Ich checke wieder im Hotel Kaduku ein, dieses Mal im Haupthaus in einem nicht ganz so plüschigen Zimmer. Dort sehe ich an der Wand im Foyer, dass der 80 jährige Eigentümer eine lange Ahnentafel hat, die meisten davon scheinen als Zahnärzte gearbeitet zu haben.

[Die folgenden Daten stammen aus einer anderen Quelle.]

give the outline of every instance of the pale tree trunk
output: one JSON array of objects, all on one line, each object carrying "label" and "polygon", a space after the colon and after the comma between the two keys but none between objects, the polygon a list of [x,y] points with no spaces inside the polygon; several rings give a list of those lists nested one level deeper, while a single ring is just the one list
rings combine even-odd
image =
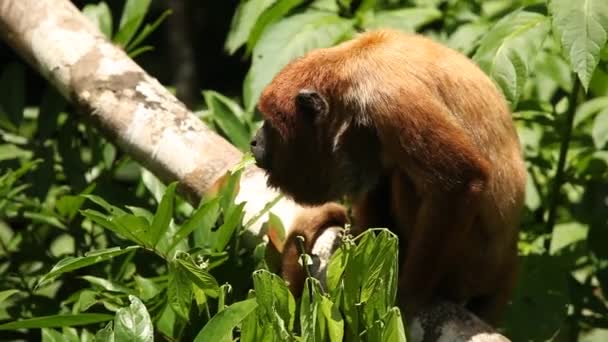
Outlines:
[{"label": "pale tree trunk", "polygon": [[[163,181],[179,181],[193,204],[212,191],[242,154],[206,127],[156,79],[109,42],[67,0],[0,0],[0,36],[106,136]],[[264,173],[244,173],[237,201],[245,220],[277,193]],[[272,212],[289,227],[299,210],[283,199]],[[256,233],[264,219],[253,227]],[[414,340],[505,341],[452,304],[414,320]]]}]

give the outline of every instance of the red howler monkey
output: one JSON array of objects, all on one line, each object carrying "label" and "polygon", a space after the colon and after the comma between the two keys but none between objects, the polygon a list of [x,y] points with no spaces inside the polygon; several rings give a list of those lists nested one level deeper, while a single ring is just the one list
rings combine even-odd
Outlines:
[{"label": "red howler monkey", "polygon": [[445,299],[496,321],[526,172],[507,104],[474,63],[418,35],[368,32],[291,62],[258,107],[252,152],[270,186],[309,205],[348,196],[355,226],[399,235],[407,314]]}]

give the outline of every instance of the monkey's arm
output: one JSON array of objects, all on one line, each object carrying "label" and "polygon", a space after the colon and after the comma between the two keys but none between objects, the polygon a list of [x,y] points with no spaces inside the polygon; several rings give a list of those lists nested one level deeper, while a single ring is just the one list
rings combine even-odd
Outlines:
[{"label": "monkey's arm", "polygon": [[400,300],[414,312],[436,296],[451,263],[462,262],[490,166],[442,104],[419,97],[395,109],[377,129],[388,157],[421,196],[400,276]]},{"label": "monkey's arm", "polygon": [[328,228],[344,227],[348,223],[346,209],[336,203],[304,208],[294,220],[283,244],[281,275],[295,296],[300,296],[306,273],[299,263],[297,237],[304,238],[304,250],[311,254],[315,241]]}]

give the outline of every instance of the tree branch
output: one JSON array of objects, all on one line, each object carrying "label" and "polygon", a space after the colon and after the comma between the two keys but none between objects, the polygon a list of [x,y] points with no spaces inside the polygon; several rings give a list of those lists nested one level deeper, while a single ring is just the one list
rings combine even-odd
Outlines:
[{"label": "tree branch", "polygon": [[[234,146],[109,42],[71,2],[0,0],[0,36],[135,160],[165,182],[179,180],[191,203],[198,204],[241,160]],[[245,221],[276,195],[260,169],[246,170],[237,197],[247,201]],[[290,227],[299,210],[305,209],[284,199],[272,212]],[[449,303],[434,306],[411,326],[414,341],[506,341]]]}]

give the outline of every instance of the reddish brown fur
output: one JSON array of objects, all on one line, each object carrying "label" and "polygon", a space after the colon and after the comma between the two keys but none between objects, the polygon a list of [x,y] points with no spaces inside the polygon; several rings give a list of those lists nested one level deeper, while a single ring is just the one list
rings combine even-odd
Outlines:
[{"label": "reddish brown fur", "polygon": [[311,254],[314,242],[325,229],[330,227],[343,227],[348,222],[344,207],[335,203],[327,203],[320,207],[306,208],[296,218],[282,250],[281,276],[289,283],[292,293],[302,293],[306,274],[299,263],[296,238],[304,238],[304,250]]},{"label": "reddish brown fur", "polygon": [[[302,113],[301,89],[324,96],[329,113]],[[347,195],[356,225],[399,234],[407,313],[442,298],[499,317],[515,281],[525,168],[507,104],[474,63],[421,36],[369,32],[289,64],[259,109],[274,128],[269,184],[308,204]],[[284,258],[295,267],[297,254]]]}]

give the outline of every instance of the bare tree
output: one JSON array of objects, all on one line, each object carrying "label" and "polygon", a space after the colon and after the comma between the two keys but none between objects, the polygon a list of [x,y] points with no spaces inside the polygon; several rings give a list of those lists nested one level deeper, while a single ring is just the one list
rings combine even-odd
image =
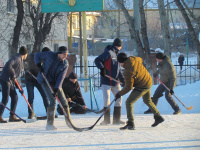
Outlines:
[{"label": "bare tree", "polygon": [[171,57],[171,38],[170,38],[170,33],[169,33],[169,20],[165,12],[164,1],[157,0],[157,2],[158,2],[159,13],[160,13],[161,28],[163,31],[162,33],[163,33],[165,54]]},{"label": "bare tree", "polygon": [[196,49],[197,49],[197,52],[198,52],[198,54],[199,54],[199,56],[200,56],[200,43],[199,43],[198,37],[197,37],[197,35],[196,35],[196,33],[195,33],[195,30],[194,30],[194,28],[193,28],[193,26],[192,26],[191,20],[190,20],[190,18],[188,17],[188,14],[187,14],[187,12],[185,11],[185,8],[184,8],[183,5],[181,4],[180,0],[174,0],[174,1],[175,1],[176,5],[178,6],[178,8],[179,8],[179,10],[180,10],[180,12],[181,12],[181,14],[182,14],[182,16],[183,16],[184,19],[185,19],[185,22],[186,22],[187,27],[188,27],[188,31],[189,31],[189,33],[190,33],[190,35],[191,35],[191,37],[192,37],[192,40],[193,40],[193,42],[194,42],[194,45],[195,45],[195,47],[196,47]]},{"label": "bare tree", "polygon": [[16,19],[16,24],[14,27],[14,32],[13,32],[13,37],[12,37],[12,45],[11,45],[11,53],[10,55],[14,55],[17,53],[17,49],[19,46],[19,37],[20,37],[20,32],[22,29],[22,23],[24,19],[24,7],[23,7],[23,1],[22,0],[16,0],[17,2],[17,19]]},{"label": "bare tree", "polygon": [[[148,41],[148,35],[147,35],[147,25],[145,20],[145,13],[144,13],[144,1],[139,1],[139,11],[140,11],[140,17],[141,17],[141,29],[140,31],[135,29],[134,25],[134,19],[132,16],[130,16],[128,10],[124,6],[124,4],[120,0],[114,0],[117,6],[122,10],[124,13],[124,16],[127,20],[127,24],[129,26],[129,31],[132,39],[135,39],[137,49],[138,49],[138,56],[142,57],[144,60],[144,64],[148,70],[151,69],[151,61],[150,61],[150,48],[149,48],[149,41]],[[142,39],[140,38],[140,33],[142,36]],[[143,44],[142,44],[143,42]]]},{"label": "bare tree", "polygon": [[52,27],[53,20],[59,13],[42,13],[41,0],[37,5],[32,5],[31,0],[28,0],[29,15],[32,20],[34,32],[34,45],[32,53],[39,52],[42,43],[45,42]]}]

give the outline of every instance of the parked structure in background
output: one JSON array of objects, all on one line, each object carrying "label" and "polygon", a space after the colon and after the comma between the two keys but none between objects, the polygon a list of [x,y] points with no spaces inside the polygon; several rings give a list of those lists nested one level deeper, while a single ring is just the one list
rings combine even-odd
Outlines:
[{"label": "parked structure in background", "polygon": [[[30,2],[33,4],[38,3],[36,0],[30,0]],[[15,0],[1,1],[0,4],[0,59],[5,64],[5,62],[10,58],[11,39],[18,11]],[[30,53],[34,44],[34,29],[32,28],[32,21],[29,18],[27,3],[25,2],[24,11],[26,15],[24,15],[22,25],[23,34],[20,34],[19,47],[25,45]],[[43,43],[40,49],[47,46],[52,51],[57,51],[60,45],[68,46],[67,15],[67,13],[62,13],[53,20],[51,32],[49,34],[50,36],[47,37],[47,40]]]}]

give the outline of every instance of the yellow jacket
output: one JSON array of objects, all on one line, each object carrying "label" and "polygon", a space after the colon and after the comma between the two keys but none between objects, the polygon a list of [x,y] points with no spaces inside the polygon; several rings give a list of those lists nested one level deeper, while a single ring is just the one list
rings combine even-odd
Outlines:
[{"label": "yellow jacket", "polygon": [[133,87],[148,88],[152,85],[152,78],[147,69],[142,64],[143,60],[140,57],[130,56],[124,62],[124,79],[125,86],[119,92],[120,95],[125,95]]}]

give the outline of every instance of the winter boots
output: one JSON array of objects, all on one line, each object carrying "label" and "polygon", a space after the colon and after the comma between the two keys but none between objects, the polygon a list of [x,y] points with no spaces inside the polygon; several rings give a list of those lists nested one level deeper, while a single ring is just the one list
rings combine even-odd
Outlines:
[{"label": "winter boots", "polygon": [[180,108],[178,110],[175,110],[173,113],[173,115],[179,115],[179,114],[182,114]]},{"label": "winter boots", "polygon": [[156,127],[158,124],[164,121],[164,118],[161,116],[154,115],[155,122],[151,125],[152,127]]},{"label": "winter boots", "polygon": [[127,121],[124,127],[119,128],[120,130],[135,130],[135,125],[133,122]]},{"label": "winter boots", "polygon": [[0,123],[8,123],[8,121],[4,120],[2,116],[0,116]]},{"label": "winter boots", "polygon": [[[104,111],[106,111],[107,107],[104,107]],[[110,108],[104,114],[104,121],[100,123],[100,125],[108,125],[110,124]]]},{"label": "winter boots", "polygon": [[47,107],[47,125],[46,130],[56,130],[54,126],[55,107]]},{"label": "winter boots", "polygon": [[10,117],[9,117],[9,122],[19,122],[19,121],[21,121],[20,119],[17,119],[16,117],[15,117],[15,115],[10,115]]},{"label": "winter boots", "polygon": [[[70,116],[69,107],[68,107],[68,106],[64,107],[64,110],[65,110],[65,112],[67,113],[67,116],[68,116],[68,118],[65,117],[66,125],[67,125],[69,128],[72,128],[72,126],[71,126],[71,124],[70,124],[70,122],[69,122],[69,121],[71,121],[71,116]],[[72,123],[72,121],[71,121],[71,123]]]},{"label": "winter boots", "polygon": [[114,125],[124,124],[125,122],[121,121],[120,119],[121,119],[121,107],[114,107],[113,124]]}]

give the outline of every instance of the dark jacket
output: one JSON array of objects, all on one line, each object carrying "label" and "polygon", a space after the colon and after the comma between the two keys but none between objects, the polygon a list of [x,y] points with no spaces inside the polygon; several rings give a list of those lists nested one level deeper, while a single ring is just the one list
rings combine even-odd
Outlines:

Diesen Beruf konnte der jetzige Besitzer wohl nicht ergreifen, da er im kommunistischen Albanien nicht die Möglichkeit hatte, ein entsprechendes Studium im Ausland zu absolvieren.
Da ich am Abend noch etwas arbeiten und meine nächsten Tag planen muss, gehe ich zum Abendessen wieder in die Vila Bekteshi, von dem ich weiss, dass ich ein zuverlässiges Wifi vorfinde und auch vorzüglich esse.